| Ill. | Jun 23, 1904

Mr. Justice Boggs

delivered the opinion of the court:

The defendant in error, in an action of debt in the superior court, recovered a judgment against plaintiffs in error and one Patrick O’Toole. The plaintiffs in error and O’Toole perfected an appeal to the Appellate Court. After the assignment of errors, but before the submission of the appeal for decision, the said O’Toole died. The Appellate Court was not advised of his death, and the cause was submitted to it for decision as though all of the parties were alive. The Appellate Court entered judgment affirming the judgment of the superior court as against the plaintiffs in error and said O’Toole, and about fourteen months thereafter the plaintiffs in error filed in the Appellate Court their suggestion of the death of the said O’Toole and moved the court to set aside the judgement entered in the cause. The court entertained the suggestion and motion and granted the motion. As appears by the record of.the Appellate Court, the plaintiffs in error and the defendant in error came again into court, and that court, to quote from the record, “diligently examined and inspected as well the record and proceedings as the matters and things therein assigned as for error, and being now sufficiently advised óf and concerning the premises, for that it appears to the court now here that neither in the Record and proceedings aforesaid nor in the rendition of the judgment aforesaid is there anything erroneous, vicious or defective and that in that record there is no error,” thereupon entered judgment affirming the judgment of the superior court as against the plaintiffs in error only.

If one of several appellants shall die, the remaining appellants may suggest the death of their co-appellant and proceed with the prosecution of the appeal. (2 Ency. of Pl. & Pr. 199; 2 Cyc. 771; Alexander v. Rea, 50 Ala. 64" date_filed="1873-06-15" court="Ala." case_name="Alexander v. Rea">50 Ala. 64.) It was not incumbent on the appellee in the Appellate Court (defendant in error here) to take any steps toward bringing in the legal representatives or heirs of the said O’Toole as parties appellant in the Appellate Court. The appeal might, after the death of O’Toole, properly proceed in the Appellate Court as an appeal on the part of the plaintiffs in error, and so it appears to have proceeded to final judgment after the judgment against the plaintiffs in error and O’Toole had been vacated.

The only remaining question is whether the superior court erred in refusing to grant the motion entered by O’Toole and the plaintiffs in error Hickey and Fortune to strike the cause from the short-cause calendar, where the defendant in error had caused it to be placed for trial. The ground of the motion was, that the issues in the cause had not been formed when the notice and affidavit to place the cause on the short-cause calendar were filed. The issues as to the plaintiffs in error and O’Toole had been joined, but Catherine McGuire, one of the plaintiffs in error, who had been served with summons eight months before, had not pleaded to the declaration nor had formal default been entered against her. The notice and affidavit to place the cause on the short-cause calendar were filed November 23, 1899. On January 9, 1900, Catherine McGuire was defaulted, and on the 19th day of February, 1900, the cause was reached for trial on the regular call of the short-cause calendar. It was not until that day, within but four days of three months after the cause had been placed on that calendar, that the motion to strike it from the calendar was entered.
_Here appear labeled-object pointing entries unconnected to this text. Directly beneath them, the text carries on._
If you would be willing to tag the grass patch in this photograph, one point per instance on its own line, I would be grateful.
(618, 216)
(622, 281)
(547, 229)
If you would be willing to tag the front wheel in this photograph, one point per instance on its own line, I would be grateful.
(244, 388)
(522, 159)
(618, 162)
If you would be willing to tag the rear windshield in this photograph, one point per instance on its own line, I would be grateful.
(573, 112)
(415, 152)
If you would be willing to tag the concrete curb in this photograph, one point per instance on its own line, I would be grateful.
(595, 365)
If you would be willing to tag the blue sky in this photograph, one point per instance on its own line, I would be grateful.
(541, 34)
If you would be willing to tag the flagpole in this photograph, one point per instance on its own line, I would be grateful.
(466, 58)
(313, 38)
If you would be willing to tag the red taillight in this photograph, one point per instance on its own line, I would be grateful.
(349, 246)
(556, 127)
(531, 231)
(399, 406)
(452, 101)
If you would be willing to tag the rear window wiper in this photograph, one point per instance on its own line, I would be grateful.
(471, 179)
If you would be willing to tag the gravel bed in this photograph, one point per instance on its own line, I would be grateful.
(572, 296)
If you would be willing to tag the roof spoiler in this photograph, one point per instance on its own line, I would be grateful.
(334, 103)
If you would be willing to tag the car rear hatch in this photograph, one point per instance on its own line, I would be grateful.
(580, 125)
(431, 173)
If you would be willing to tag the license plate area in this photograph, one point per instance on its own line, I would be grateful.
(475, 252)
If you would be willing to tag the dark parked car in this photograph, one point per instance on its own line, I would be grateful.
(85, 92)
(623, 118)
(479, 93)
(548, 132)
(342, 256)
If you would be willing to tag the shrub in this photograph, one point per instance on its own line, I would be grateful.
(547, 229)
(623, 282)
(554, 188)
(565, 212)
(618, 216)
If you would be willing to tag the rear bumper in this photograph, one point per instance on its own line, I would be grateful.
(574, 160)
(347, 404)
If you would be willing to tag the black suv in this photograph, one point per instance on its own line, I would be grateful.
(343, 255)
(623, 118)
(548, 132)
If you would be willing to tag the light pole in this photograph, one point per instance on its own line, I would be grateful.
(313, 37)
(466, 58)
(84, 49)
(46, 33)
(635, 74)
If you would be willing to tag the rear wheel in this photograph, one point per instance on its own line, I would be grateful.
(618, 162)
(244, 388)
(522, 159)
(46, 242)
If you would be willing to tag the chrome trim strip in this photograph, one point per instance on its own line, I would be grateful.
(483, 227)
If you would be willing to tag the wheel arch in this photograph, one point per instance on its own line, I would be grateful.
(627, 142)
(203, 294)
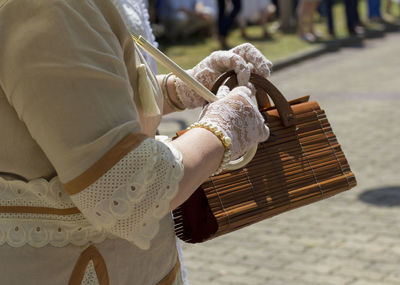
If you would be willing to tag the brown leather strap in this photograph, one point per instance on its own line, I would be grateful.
(285, 111)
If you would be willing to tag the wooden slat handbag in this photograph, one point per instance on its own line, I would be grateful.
(301, 163)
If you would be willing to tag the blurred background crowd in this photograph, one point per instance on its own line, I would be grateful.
(174, 20)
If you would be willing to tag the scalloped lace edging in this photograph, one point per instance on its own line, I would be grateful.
(132, 197)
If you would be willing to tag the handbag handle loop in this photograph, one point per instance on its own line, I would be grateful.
(282, 105)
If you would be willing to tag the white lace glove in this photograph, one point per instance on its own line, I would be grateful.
(238, 118)
(243, 59)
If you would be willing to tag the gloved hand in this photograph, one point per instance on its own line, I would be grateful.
(243, 59)
(237, 116)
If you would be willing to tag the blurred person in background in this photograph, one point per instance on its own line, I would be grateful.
(305, 20)
(256, 11)
(86, 188)
(354, 26)
(226, 19)
(374, 10)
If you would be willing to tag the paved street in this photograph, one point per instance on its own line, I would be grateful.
(354, 237)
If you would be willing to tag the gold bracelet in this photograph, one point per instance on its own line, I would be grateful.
(226, 142)
(165, 92)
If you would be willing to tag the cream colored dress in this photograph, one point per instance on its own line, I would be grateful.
(84, 186)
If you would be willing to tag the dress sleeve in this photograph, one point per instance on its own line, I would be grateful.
(62, 68)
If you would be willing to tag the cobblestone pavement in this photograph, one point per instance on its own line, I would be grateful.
(354, 237)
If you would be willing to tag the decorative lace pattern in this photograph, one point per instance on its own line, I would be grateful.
(243, 59)
(131, 198)
(38, 230)
(238, 117)
(90, 277)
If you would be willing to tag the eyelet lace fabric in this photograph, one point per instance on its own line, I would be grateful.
(134, 195)
(90, 277)
(21, 227)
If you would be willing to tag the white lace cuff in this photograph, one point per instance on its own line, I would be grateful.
(134, 195)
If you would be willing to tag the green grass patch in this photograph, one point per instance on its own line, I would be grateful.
(187, 53)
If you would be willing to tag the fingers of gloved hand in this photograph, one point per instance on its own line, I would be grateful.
(223, 91)
(260, 64)
(238, 118)
(222, 61)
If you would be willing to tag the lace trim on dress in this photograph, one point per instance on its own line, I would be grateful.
(90, 277)
(19, 225)
(134, 195)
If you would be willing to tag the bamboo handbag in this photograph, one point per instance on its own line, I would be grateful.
(301, 163)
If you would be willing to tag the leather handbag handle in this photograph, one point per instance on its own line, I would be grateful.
(260, 83)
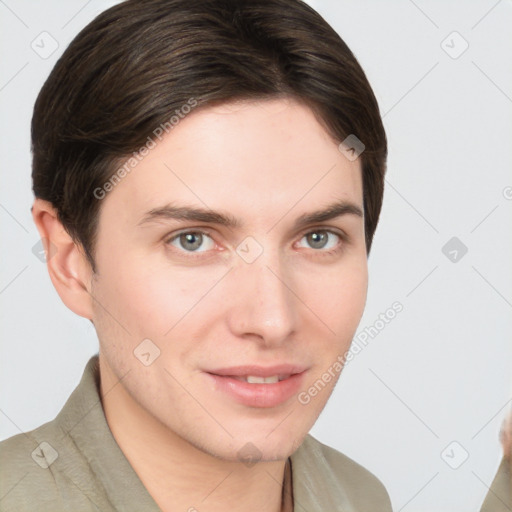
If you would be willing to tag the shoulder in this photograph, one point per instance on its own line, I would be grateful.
(499, 497)
(26, 478)
(329, 470)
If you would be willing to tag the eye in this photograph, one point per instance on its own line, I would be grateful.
(322, 239)
(192, 241)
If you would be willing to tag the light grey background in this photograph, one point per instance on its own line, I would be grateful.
(441, 370)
The cause was at issue as to the plaintiffs in error who made the motion when the notice ánd' affidavit to place the cause on the short-cause calendar was filed, and the default against Mrs. McGuire, which placed the cause at issue as to all the parties, had been entered some forty-one days before the motion was entered to strike the cause from the short-cause calendar. Under the circumstances we think the superior court was justified in denying the motion, for the reason it was not offered until the day fixed for trial,—a period of nearly three months after the makers of the motion had been notified that the cause would be placed on the short-cause calendar. The objection was only technically good, and it was properly held not made in apt time.

The judgment of the Appellate Court must be and is affirmed. Judgment affirmed.